Multiresistente Bakterien in Basel auf dem Vormarsch

Seit Anfang 2019 sind in den Spitälern vermehrt Fälle von resistenten Keimen nachgewiesen worden.

In den letzten Monaten sind vermehrt resistente Bakterien machen in Basler Spitälern un

In den letzten Monaten sind vermehrt resistente Bakterien machen in Basler Spitälern un

(Bild: Adrian Moser)

Rund 40 Mal seien Vancomycin-resistente Enterokokken (VRE) in Basler Spitälern seit Anfang Jahr nachgewiesen worden. Das sei eine unüblich hohe Zahl, heisst es in einer Mitteilung des Basler Gesundheitsdepartements (GD) vom Montag. VRE sind selbst auf das Reserve-Antibiotikum Vancomycin resistent. Das bedeutet, dass das normalerweise zur Behandlung eingesetzte Antibiotikum nicht mehr wirkt und mögliche Infektionen, insbesondere bei schwerkranken Personen, schwerer behandelbar sind.
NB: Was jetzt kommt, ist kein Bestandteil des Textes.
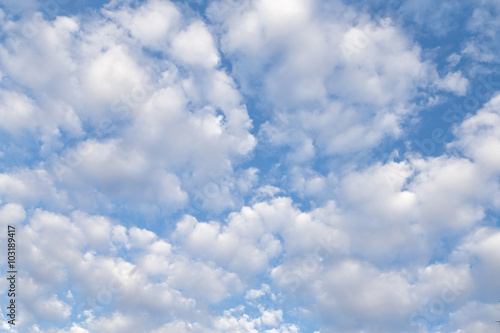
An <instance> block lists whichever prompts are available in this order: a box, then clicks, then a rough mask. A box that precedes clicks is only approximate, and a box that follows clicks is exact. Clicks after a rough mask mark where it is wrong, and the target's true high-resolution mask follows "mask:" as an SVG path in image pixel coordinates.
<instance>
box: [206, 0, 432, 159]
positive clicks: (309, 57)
mask: <svg viewBox="0 0 500 333" xmlns="http://www.w3.org/2000/svg"><path fill="white" fill-rule="evenodd" d="M221 3H222V2H221ZM283 6H284V7H286V8H287V10H286V11H285V12H283ZM283 6H282V4H281V2H279V1H267V0H261V1H248V2H242V3H241V4H240V5H239V6H234V7H228V6H226V8H225V9H221V8H220V7H219V6H218V3H217V2H216V3H214V4H212V6H211V8H210V10H209V13H211V14H212V15H213V16H214V18H215V19H217V18H220V17H219V16H217V15H216V14H217V12H218V11H220V10H223V11H224V12H225V16H224V21H223V22H221V30H222V33H223V34H222V37H221V43H222V45H221V47H222V49H223V51H224V52H225V53H226V54H227V55H228V56H229V58H230V59H231V60H232V67H233V73H234V75H235V76H236V78H238V80H239V82H240V84H241V86H242V89H243V91H244V92H246V93H247V94H250V95H255V96H258V98H259V101H261V102H262V103H263V105H265V106H266V108H268V109H271V110H272V111H273V113H272V114H273V115H274V118H273V119H272V120H270V121H268V122H266V123H265V124H264V125H263V126H262V127H261V135H262V136H263V138H265V139H267V140H269V142H270V143H271V144H277V145H289V146H291V147H293V151H292V152H291V153H290V155H289V158H290V161H291V162H294V163H296V162H303V161H308V160H310V159H311V158H313V157H314V156H315V155H316V154H317V153H318V152H319V153H326V154H329V155H330V154H336V153H339V152H352V151H353V150H354V151H357V150H360V149H362V148H365V147H372V146H373V145H375V144H377V143H378V142H380V140H381V139H382V138H384V137H385V136H386V135H389V136H397V135H398V133H399V131H400V124H399V123H400V122H401V120H402V119H403V118H404V116H405V115H406V114H408V113H409V112H410V111H411V109H412V106H411V103H410V100H411V99H412V97H413V96H414V93H415V91H416V89H417V88H418V87H420V86H425V85H426V84H428V83H429V82H428V80H429V79H430V78H432V77H433V75H434V74H432V73H433V70H432V68H431V66H429V64H427V63H425V62H423V61H422V60H421V59H420V49H419V47H418V46H416V45H414V44H413V43H412V42H411V41H410V40H409V39H408V38H407V37H406V36H405V35H404V33H403V32H402V31H401V30H400V29H398V28H397V27H396V26H394V24H393V23H392V22H391V21H390V20H380V21H371V20H370V18H369V17H368V16H367V15H363V14H357V13H355V12H353V11H351V9H350V8H349V7H346V6H343V5H342V4H340V3H336V7H337V9H335V10H333V9H331V8H330V7H328V8H324V7H322V6H323V5H322V4H321V3H320V2H312V1H301V0H297V1H293V2H287V4H286V6H285V5H283ZM326 13H328V16H327V15H326ZM327 17H328V18H327ZM256 77H259V78H260V79H259V80H261V81H262V84H259V85H254V84H252V82H255V78H256Z"/></svg>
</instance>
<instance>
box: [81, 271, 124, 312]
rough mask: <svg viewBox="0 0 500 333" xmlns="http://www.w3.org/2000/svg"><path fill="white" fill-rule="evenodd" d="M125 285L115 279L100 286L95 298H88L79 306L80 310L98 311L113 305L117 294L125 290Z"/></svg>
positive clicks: (118, 280)
mask: <svg viewBox="0 0 500 333" xmlns="http://www.w3.org/2000/svg"><path fill="white" fill-rule="evenodd" d="M123 287H124V285H123V283H122V282H121V281H120V280H119V279H118V278H116V277H113V278H112V279H111V280H110V281H109V282H108V283H106V284H103V285H101V286H100V288H99V290H98V291H97V293H96V294H95V296H89V297H87V298H86V299H85V300H84V301H83V302H81V303H80V304H79V306H78V307H79V309H81V310H82V311H84V310H96V309H99V308H101V307H105V306H108V305H110V304H111V302H112V301H113V299H114V298H115V296H116V294H118V293H120V292H121V291H122V290H123Z"/></svg>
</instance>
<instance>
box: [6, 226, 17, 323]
mask: <svg viewBox="0 0 500 333" xmlns="http://www.w3.org/2000/svg"><path fill="white" fill-rule="evenodd" d="M15 237H16V227H13V226H10V225H9V226H7V260H8V261H7V267H8V271H7V281H9V284H8V285H9V289H8V291H7V296H8V297H9V298H8V299H9V302H8V303H9V304H8V305H7V317H9V318H10V319H9V320H8V323H9V324H10V325H16V280H17V267H16V238H15Z"/></svg>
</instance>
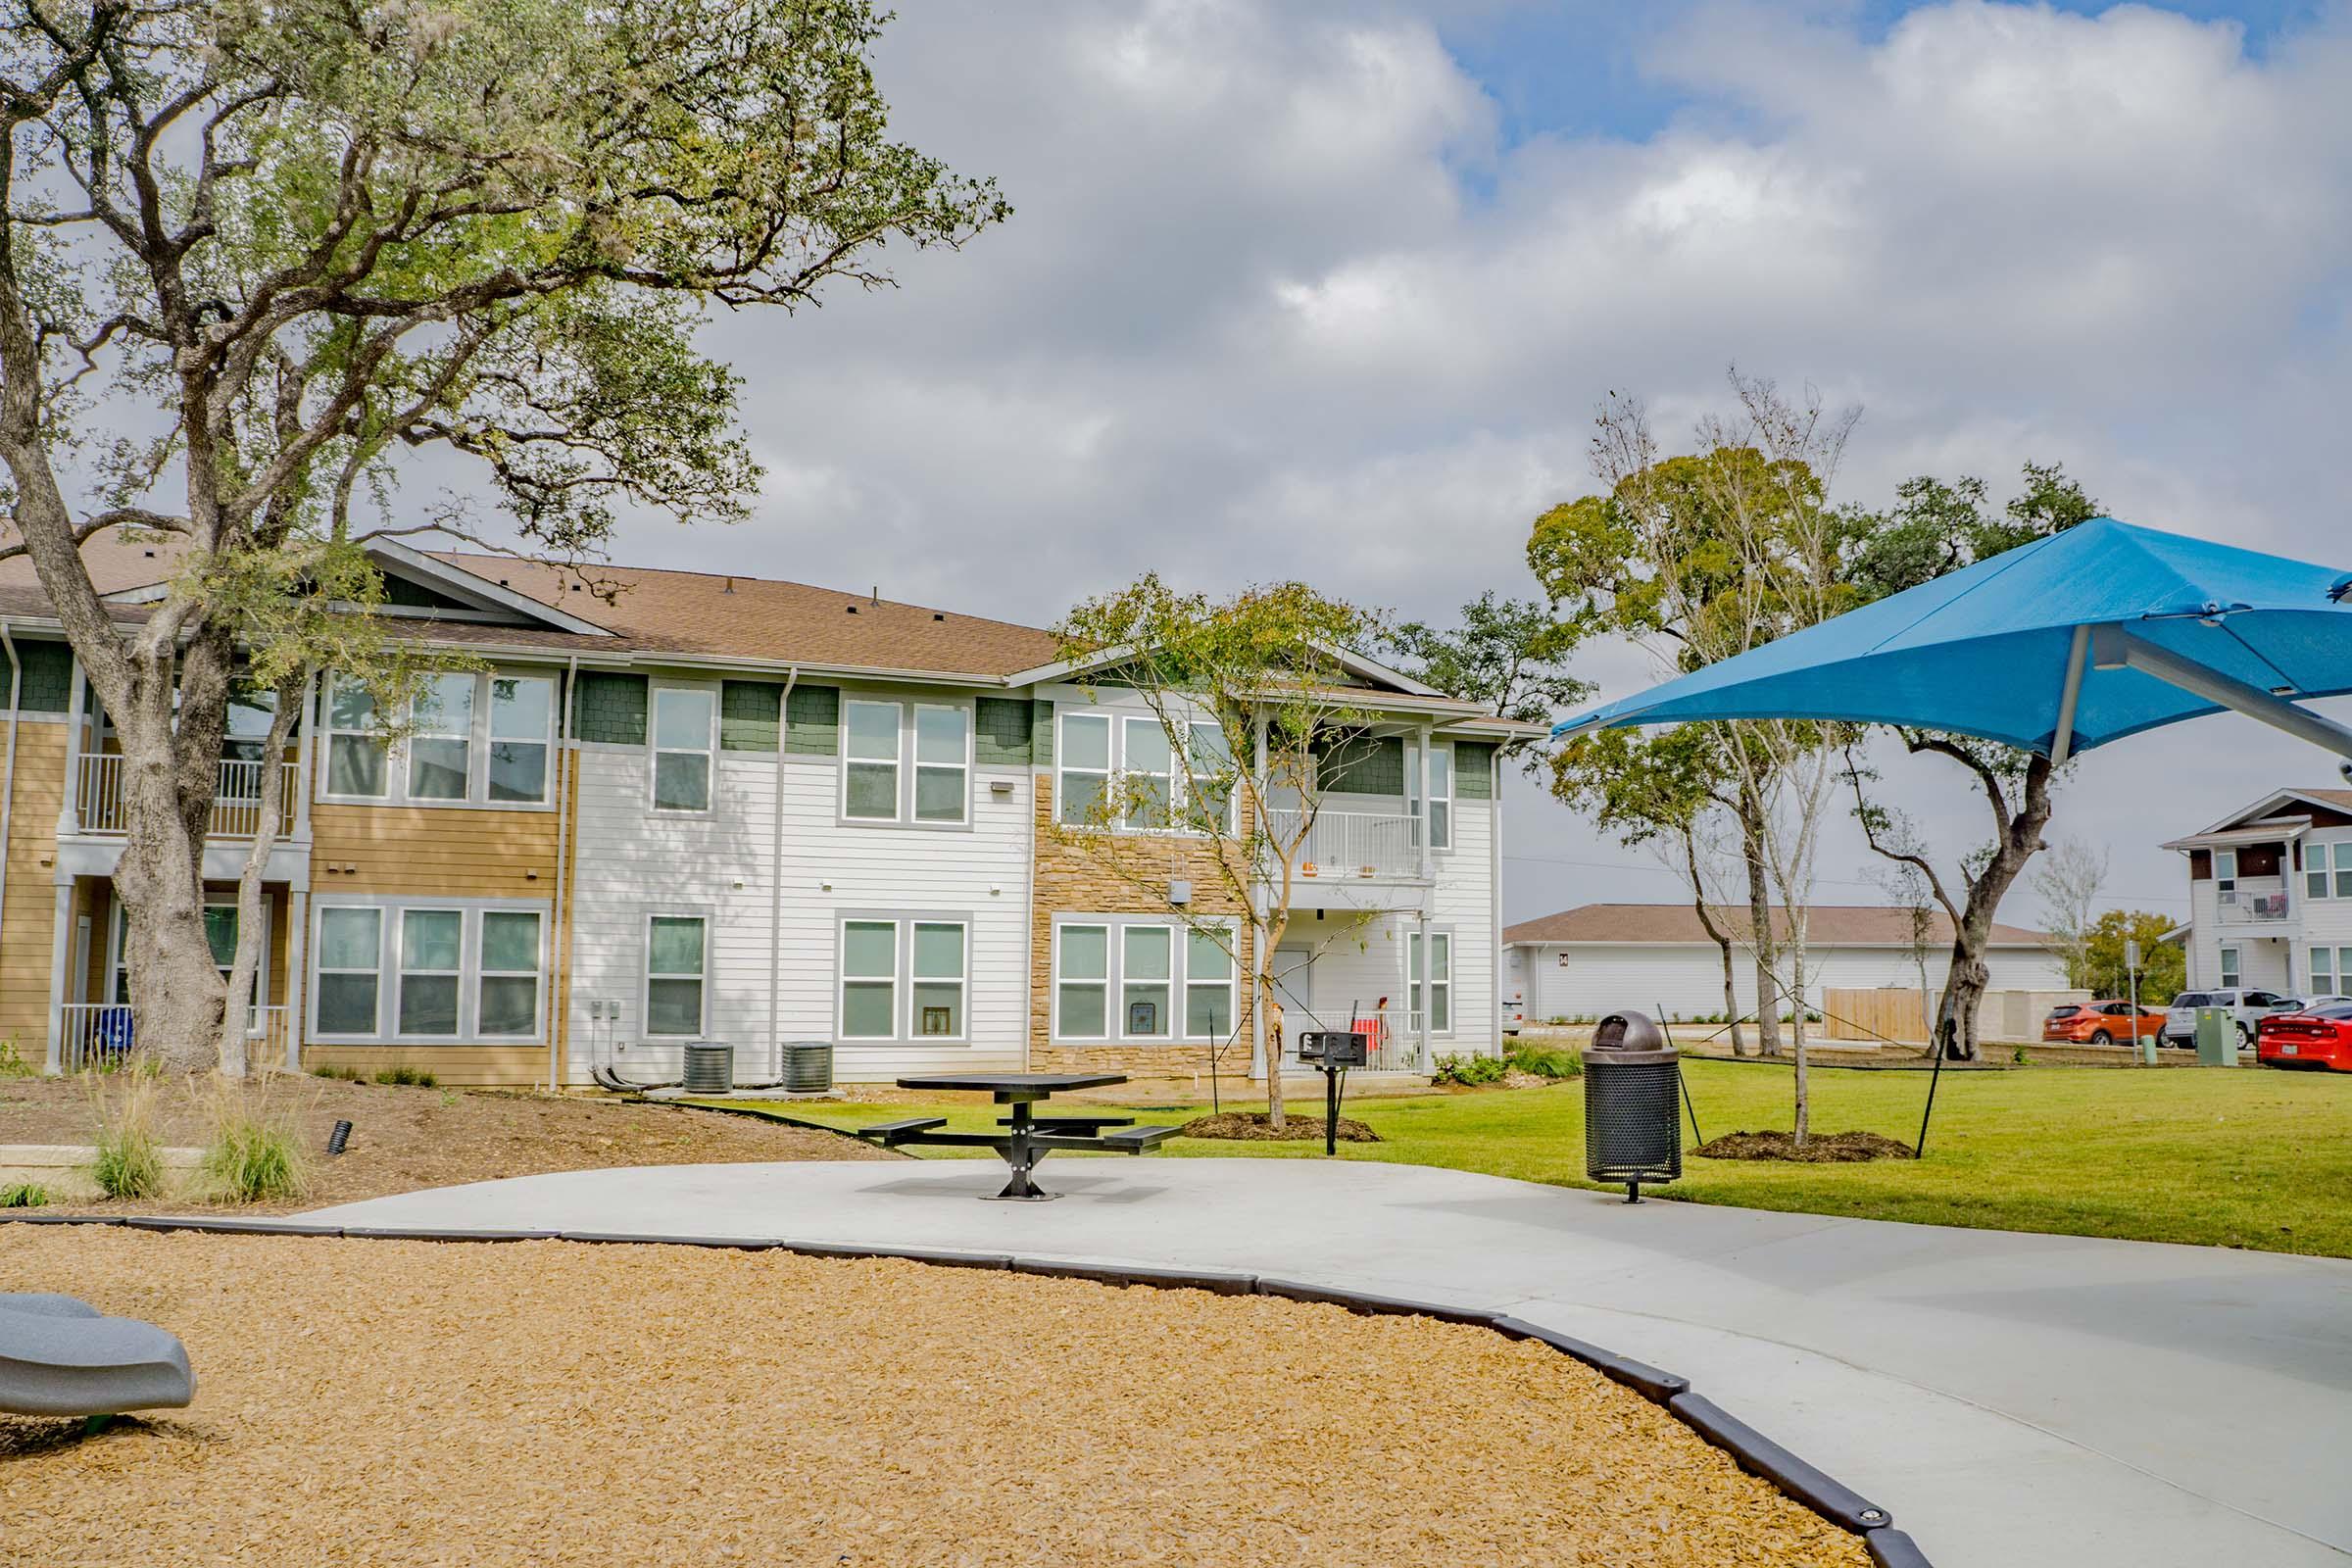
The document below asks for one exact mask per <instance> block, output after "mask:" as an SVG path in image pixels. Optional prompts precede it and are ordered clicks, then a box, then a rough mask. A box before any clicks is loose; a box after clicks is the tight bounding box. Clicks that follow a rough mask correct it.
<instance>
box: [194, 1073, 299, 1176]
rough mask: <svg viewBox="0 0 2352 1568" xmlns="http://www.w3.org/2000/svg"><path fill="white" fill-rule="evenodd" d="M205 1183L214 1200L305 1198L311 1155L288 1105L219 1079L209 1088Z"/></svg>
mask: <svg viewBox="0 0 2352 1568" xmlns="http://www.w3.org/2000/svg"><path fill="white" fill-rule="evenodd" d="M209 1110H212V1140H209V1143H205V1159H202V1171H205V1187H207V1192H209V1197H212V1199H214V1201H216V1204H282V1201H294V1199H301V1197H308V1192H310V1178H313V1168H310V1154H308V1152H306V1150H303V1145H301V1126H299V1114H296V1112H294V1107H292V1105H287V1103H278V1105H270V1103H268V1098H266V1093H263V1091H256V1088H247V1086H242V1084H233V1081H228V1079H221V1081H216V1084H214V1091H212V1107H209Z"/></svg>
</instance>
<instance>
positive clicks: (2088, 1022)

Die meisten dieser gefährlichen Keime wurden im Universitätsspital Basel gefunden, einige auch im Felix-Platter-Spital. Mit speziellen Massnahmen soll nun eine weitere Ausbreitung der Bakterien bekämpft.

Zahl der Fälle versechsfacht

VRE sind nicht nur in Basel ein Problem: In den letzten vier Jahren hat sich laut Gesundheitsdepartement die Anzahl nachgewiesener Fälle in der Schweiz versechsfacht. In den letzten Jahren sei hauptsächlich in den Kantonen Waadt und Bern zu grösseren Ausbrüchen gekommen.

Bereits im September 2018 wurden alle Pflegeheime im Kanton über die nötigen Massnahmen informiert. Zudem habe das Universitätsspital und das Felix-Platter-Spital «alle notwendigen Massnahmen wie Intensivierung der Hygienemassnahmen, Kontaktisolation oder Abklärung von Kontakten jeweils ergriffen». Damit soll versucht werden, die Ausbreitung von VRE «so weit wie möglich einzudämmen». Eine vollständige Elimination sei aber aufgrund der hohen Überlebensfähigkeit dieser Bakterien schwierig. Die Aufgabe des Gesundheitsdepartementes sei nun die epidemiologische Überwachung im Kanton im Auftrag des Bundes. Ärzte sowie Laboratorien sind verpflichtet, dem Departement das Auftreten bestimmter übertragbarer Krankheiten zu melden.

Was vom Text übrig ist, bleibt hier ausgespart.